The advent of DNA testing changed that. Thanks to thousands of tiny bits of DNA, we began to piece together a tale of youth, excess, and intrigue with its origins in the sultry swamps of Nineteenth Century New Orleans. Born at the turn of the Twentieth Century, my grandfather grew up in a well to-do family as a bookkeeper — only to succumb to the temptation of finances. To escape his troubles, he boarded a ship for the tropics and never returned to New Orleans.

The DNA of Big Data in the Cloud_Wide

How Big Data tells a story

The family Bible was the original Big Data vault, storing marriages, births, and deaths. If the family tended to this tree with care and dedication, it often grew to immense proportions offering a rich and accurate history. Neglected, it became incomplete and filled with gaps. Worse, it became filled with faulty data and therefore rendered unreliable.
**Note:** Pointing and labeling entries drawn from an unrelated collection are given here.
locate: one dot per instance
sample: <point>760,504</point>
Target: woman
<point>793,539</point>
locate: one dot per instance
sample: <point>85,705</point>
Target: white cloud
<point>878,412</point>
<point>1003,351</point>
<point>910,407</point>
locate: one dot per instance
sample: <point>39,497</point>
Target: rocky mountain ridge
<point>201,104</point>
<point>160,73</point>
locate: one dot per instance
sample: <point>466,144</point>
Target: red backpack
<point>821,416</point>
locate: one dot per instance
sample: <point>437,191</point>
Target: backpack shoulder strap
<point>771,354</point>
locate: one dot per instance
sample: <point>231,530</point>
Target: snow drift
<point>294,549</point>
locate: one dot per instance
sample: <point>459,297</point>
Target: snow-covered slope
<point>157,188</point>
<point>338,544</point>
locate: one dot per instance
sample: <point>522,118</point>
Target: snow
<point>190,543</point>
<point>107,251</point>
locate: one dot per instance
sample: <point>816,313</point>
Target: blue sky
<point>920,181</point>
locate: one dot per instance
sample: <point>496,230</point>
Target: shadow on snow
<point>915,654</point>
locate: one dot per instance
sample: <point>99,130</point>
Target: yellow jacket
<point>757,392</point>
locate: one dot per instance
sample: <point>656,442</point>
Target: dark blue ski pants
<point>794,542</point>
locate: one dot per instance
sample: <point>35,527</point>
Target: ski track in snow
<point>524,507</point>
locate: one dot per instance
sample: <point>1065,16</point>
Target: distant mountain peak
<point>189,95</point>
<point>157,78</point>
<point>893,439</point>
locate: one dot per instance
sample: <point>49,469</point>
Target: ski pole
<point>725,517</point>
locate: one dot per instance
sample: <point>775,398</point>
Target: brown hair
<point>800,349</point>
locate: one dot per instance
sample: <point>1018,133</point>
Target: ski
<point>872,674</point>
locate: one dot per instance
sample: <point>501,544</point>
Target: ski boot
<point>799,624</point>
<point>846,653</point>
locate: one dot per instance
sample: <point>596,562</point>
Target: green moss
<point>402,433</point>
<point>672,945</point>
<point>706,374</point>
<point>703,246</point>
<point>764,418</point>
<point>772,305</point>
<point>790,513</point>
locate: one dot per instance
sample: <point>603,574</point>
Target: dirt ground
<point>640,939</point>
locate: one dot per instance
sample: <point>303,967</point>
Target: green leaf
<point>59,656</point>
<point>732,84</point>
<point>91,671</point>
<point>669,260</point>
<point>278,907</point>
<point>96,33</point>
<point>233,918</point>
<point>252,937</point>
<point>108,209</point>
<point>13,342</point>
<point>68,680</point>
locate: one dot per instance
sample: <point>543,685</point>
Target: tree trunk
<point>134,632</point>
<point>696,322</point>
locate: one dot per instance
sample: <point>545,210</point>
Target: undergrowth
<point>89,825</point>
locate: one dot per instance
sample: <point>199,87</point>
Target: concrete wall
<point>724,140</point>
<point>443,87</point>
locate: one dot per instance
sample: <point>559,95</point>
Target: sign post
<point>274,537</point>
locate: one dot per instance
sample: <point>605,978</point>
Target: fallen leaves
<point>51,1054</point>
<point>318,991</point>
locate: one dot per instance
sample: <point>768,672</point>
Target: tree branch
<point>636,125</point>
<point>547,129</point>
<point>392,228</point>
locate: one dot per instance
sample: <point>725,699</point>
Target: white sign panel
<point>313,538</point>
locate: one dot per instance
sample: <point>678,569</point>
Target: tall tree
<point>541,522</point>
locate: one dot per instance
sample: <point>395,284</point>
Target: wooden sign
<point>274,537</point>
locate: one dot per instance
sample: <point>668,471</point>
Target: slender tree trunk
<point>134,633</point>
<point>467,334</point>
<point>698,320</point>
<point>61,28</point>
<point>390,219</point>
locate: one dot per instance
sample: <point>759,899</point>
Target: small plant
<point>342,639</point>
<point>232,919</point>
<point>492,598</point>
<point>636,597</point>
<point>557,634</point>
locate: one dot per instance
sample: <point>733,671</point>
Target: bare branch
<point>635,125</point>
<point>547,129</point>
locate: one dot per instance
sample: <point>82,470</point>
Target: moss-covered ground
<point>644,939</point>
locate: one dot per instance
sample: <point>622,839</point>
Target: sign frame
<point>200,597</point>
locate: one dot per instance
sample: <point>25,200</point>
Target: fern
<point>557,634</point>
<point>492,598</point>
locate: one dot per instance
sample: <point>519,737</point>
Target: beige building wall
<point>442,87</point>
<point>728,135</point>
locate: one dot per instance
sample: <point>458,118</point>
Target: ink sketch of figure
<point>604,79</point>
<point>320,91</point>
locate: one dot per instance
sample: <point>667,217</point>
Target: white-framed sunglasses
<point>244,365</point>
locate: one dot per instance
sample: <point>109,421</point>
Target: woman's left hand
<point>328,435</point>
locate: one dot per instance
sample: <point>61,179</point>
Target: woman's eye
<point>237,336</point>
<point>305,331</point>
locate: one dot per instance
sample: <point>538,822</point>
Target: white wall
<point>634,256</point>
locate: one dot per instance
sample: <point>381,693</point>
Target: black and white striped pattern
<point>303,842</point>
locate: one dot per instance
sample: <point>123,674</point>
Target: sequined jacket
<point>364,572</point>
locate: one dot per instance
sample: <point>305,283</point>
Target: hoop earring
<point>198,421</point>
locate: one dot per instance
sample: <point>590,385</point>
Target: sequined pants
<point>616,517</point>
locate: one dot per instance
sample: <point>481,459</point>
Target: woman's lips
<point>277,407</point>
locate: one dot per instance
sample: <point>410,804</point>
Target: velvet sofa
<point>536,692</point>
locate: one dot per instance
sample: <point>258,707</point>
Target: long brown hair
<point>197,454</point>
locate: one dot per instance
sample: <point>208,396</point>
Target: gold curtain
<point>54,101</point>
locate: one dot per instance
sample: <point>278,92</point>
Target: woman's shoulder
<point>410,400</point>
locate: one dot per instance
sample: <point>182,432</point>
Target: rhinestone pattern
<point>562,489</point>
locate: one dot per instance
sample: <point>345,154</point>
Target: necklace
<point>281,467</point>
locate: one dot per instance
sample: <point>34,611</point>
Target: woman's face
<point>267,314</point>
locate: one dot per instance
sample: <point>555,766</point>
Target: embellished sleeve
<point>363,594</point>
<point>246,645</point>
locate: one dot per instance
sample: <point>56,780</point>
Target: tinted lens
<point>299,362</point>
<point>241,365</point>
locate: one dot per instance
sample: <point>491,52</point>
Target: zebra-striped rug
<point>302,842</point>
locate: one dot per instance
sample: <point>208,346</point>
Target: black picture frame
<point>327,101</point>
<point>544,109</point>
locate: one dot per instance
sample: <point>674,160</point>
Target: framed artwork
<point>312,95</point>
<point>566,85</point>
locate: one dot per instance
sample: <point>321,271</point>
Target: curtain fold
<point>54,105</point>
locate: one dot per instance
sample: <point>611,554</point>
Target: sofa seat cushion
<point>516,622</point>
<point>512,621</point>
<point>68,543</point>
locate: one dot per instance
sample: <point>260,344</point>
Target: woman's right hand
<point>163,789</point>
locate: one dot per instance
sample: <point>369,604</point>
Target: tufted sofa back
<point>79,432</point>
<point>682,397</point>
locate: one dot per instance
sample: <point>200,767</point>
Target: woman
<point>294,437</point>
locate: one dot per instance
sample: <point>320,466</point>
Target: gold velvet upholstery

The same technical challenges that made it difficult to keep full and accurate historical records centuries ago remain today, as IT professionals grapple with data integrity, reliability, and visibility concerns.

1. Data Integrity

Keeping your data accurate is a two-fold responsibility. Those who report their data must do so honestly and in good faith. We found many family trees suffered from flawed reasoning, family shame, and bad grammar. Big Data also suffers from human ego, obfuscation, and inconsistent entry. The IT professional is always on the lookout for ways to minimize improper access and assure accurate representation.

2. Data Reliability

Having reliable access to the data is critical. Fault tolerant systems protect vast stores of information while geographically diverse locations not only speed up access, but assure business continuance. During our family search, we were confronted multiple times with a loss of information due to the effects of Hurricane Katrina. One storm wiped out hundreds of years of records in a single flood. While personal loss was great, official records suffered tragic amounts of damage as well.

3. Data Visibility

With large troves of data comes the need for effective methods of access. Today’s public and private cloud services offer access to these data stores in ways users can easily understand. Management of today’s Big Data is what solutions like Hadoop and MongoDB are meant to accomplish. Sites like Experion, Ancestry.com, and others rely on these vast collections to provide seamless access to data in a way users can make sense of.

The Future from the Past

Families carry on, and businesses carry on. In the wake of a natural disaster, businesses must recover. And with mysterious family histories, grandchildren are compelled to dig for details in the data. In an age where we’re concerned that too much data is being stored, it’s nice to know that our future is in the process of being stored securely today.

What are your thoughts about data integrity and creating a smarter business and personal future from historical information?